Roma, venerdì 25 novembre 2022– la FP CGIL Polizia Penitenziaria è favorevole alla conquista del reato di tortura ma lancia un appello al Governo e al Ministro Nordio sulla effettiva applicabilità all’interno degli istituti di Pena.

A parlare è Mirko Manna della FP CGIL Polizia Penitenziaria Nazionale che esprime forti perplessità sull’applicazione del reato di tortura all’interno dei penitenziari italiani.

Spiega Manna: “Dall’introduzione del reato di Tortura nel Codice penale italiano con Legge n. 110 del 2017, disciplinato agli articoli 613bis e 613ter, all’interno del titolo XII dedicato ai delitti contro la persona, ancora oggi l’Amministrazione Penitenziaria non è stata in grado di fornire chiare regole d’ingaggio e strumenti di contenimento adeguati, al fine di evitare quelle colluttazioni durante gli eventi critici che si verificano giornalmente nelle Carceri Italiane e che vedono feriti quasi sempre i Poliziotti penitenziari.

Sin dall’introduzione del reato di tortura, non è stata posta alcuna attenzione ai diritti delle donne e degli uomini della Polizia Penitenziaria che sono costretti a decidere se applicare Ordini di Servizio Obsoleti, ma vigenti, rischiando una possibile condotta perseguibile penalmente dal reato di Tortura oppure essere passibili di procedimento disciplinare: basti pensare ai fatti di cronaca di Santa Maria C.V., Bari, San Gimignano, Firenze ecc ecc… ancora al vaglio degli inquirenti. 

Aggiunge Mirko Manna FP CGIL Nazionale: “Sicuramente il Carcere non deve essere un luogo chiuso al mondo esterno e non è certo il personale del Corpo di Polizia Penitenziaria che lo vuole così, ma è indispensabile fare una seria riflessione su quanto avvenuto con i precedenti Governi che hanno predicato umanità della pena senza sostituire quelle strutture borboniche chiamate “istituti penitenziari”, che ledono la dignità umana, compresa quella dei lavoratori della Polizia Penitenziaria.

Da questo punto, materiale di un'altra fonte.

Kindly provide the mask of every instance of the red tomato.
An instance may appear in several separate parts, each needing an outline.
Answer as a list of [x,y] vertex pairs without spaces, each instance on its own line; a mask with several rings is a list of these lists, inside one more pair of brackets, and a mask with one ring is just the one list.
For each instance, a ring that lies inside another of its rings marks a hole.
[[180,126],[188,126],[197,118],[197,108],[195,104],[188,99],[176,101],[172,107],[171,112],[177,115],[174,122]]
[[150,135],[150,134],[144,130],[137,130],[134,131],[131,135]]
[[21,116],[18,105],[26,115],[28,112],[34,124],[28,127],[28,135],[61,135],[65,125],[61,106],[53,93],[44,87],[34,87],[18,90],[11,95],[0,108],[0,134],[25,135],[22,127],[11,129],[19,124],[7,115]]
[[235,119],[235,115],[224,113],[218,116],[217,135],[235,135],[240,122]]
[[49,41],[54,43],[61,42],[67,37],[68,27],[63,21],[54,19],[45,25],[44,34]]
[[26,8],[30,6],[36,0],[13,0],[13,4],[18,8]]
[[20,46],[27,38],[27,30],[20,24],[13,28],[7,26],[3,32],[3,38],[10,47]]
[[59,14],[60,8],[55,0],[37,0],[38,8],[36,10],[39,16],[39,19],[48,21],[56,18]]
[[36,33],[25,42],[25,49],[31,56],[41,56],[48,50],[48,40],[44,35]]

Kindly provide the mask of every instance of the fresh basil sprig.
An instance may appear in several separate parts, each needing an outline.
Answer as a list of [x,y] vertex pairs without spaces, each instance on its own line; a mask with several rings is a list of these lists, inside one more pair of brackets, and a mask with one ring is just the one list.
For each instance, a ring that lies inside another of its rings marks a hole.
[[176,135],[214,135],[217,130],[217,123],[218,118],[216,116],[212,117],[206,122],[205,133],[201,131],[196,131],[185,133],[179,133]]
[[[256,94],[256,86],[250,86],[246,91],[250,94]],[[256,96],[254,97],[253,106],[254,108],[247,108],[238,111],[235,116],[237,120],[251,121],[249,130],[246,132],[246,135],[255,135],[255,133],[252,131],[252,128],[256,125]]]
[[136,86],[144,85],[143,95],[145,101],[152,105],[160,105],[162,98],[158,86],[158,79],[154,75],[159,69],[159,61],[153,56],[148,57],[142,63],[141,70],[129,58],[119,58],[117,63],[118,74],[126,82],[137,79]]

Conclude Manna: “Auspichiamo che Ministro Nordio apra un tavolo di confronto con le parti sociali affrontando concretamente i problemi che attanagliano il sistema Penitenziario che, invece di tendere al trattamento e alla rieducazione, è divenuto una “trappola giuridica” per i Poliziotti penitenziari che da un lato sono incaricati dallo Stato di garantire la sicurezza, e dall’altro sono potenzialmente “colpevoli” qualunque azione pongano in essere.